GO FISHING is a look at the area fishing scene through the eyes of local charter boat captains and fishing guides. Today: Bill Miller.
Red fishing in Tampa Bay is getting better by the day, reports captain Brett Norris.
Norris said big schools can be found on the Fort De Soto flats. Stealth is the key to keeping the reds nearby and hungry. Too much noise will send the reds running and decrease the chances for success. Top baits include fresh cut pinfish and ladyfish along with live pins and white bait.
Captain Billy Miller has been loading the box with big trout, Spanish mackerel, blue fish blacktip sharks and lots of other action fish over the deep grass flats. A chum block and a few stunned white baits behind the boat will keep the action going strong.
Fishing with Miller 5 miles off St. Pete Beach, Dave Healy limited out on big gag grouper with red grouper, mangrove snapper and white grunts mixed in.
Tarpon are still active at the Redington Pier. A.J. Helenyk released three and Troy Romano, Greg LaChance, Janet Rushon, Sam Rodriguez and captain Eddie Harrington all released one tarpon during the morning tide.

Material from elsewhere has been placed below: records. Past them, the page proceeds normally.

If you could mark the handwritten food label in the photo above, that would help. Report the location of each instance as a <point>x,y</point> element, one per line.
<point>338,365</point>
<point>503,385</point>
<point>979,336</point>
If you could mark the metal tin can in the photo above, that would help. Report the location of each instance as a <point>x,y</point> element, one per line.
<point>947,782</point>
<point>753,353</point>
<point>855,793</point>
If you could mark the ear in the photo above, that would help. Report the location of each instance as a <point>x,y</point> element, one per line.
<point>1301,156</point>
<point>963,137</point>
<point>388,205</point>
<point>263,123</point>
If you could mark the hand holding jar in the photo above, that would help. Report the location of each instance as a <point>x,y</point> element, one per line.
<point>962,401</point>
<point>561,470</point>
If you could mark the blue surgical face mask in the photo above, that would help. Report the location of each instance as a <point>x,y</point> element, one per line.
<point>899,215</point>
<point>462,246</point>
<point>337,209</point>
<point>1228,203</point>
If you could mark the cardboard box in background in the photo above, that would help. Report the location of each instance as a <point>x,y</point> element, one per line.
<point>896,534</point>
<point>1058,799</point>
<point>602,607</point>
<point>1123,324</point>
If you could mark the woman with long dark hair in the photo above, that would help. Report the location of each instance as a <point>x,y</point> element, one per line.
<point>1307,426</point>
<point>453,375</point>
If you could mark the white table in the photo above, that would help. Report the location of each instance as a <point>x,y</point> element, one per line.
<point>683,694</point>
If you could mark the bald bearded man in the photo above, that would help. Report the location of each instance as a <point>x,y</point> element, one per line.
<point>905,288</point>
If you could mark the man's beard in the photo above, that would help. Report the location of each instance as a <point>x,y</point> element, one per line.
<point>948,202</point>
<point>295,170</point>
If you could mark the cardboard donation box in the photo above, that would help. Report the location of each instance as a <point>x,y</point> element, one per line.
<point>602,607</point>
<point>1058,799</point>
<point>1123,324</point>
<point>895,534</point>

Big pinfish and pumpkin seeds have been the best baits.
Bill Burrows released two tarpon and Larry Rudisill released another off St. Pete Beach using fresh shad on the bottom.
Grouper fishing off Bayport in shallow water is hot for captain Jim Bradley. Eric and Zachary Coppin along with Jacob Duwa all limited out on big gags in only 10 feet of water. The key to catching grouper this shallow, according to Bradley, is anchoring off the rocks and casting back to them. Frozen Spanish sardines were the bait of choice.
Scalloping is good between Homosassa and Crystal River, says captain Jim Lemke. Gomez Rock and St. Martin Keys have been the most popular areas. It is easier to see the scallops on the outgoing tide.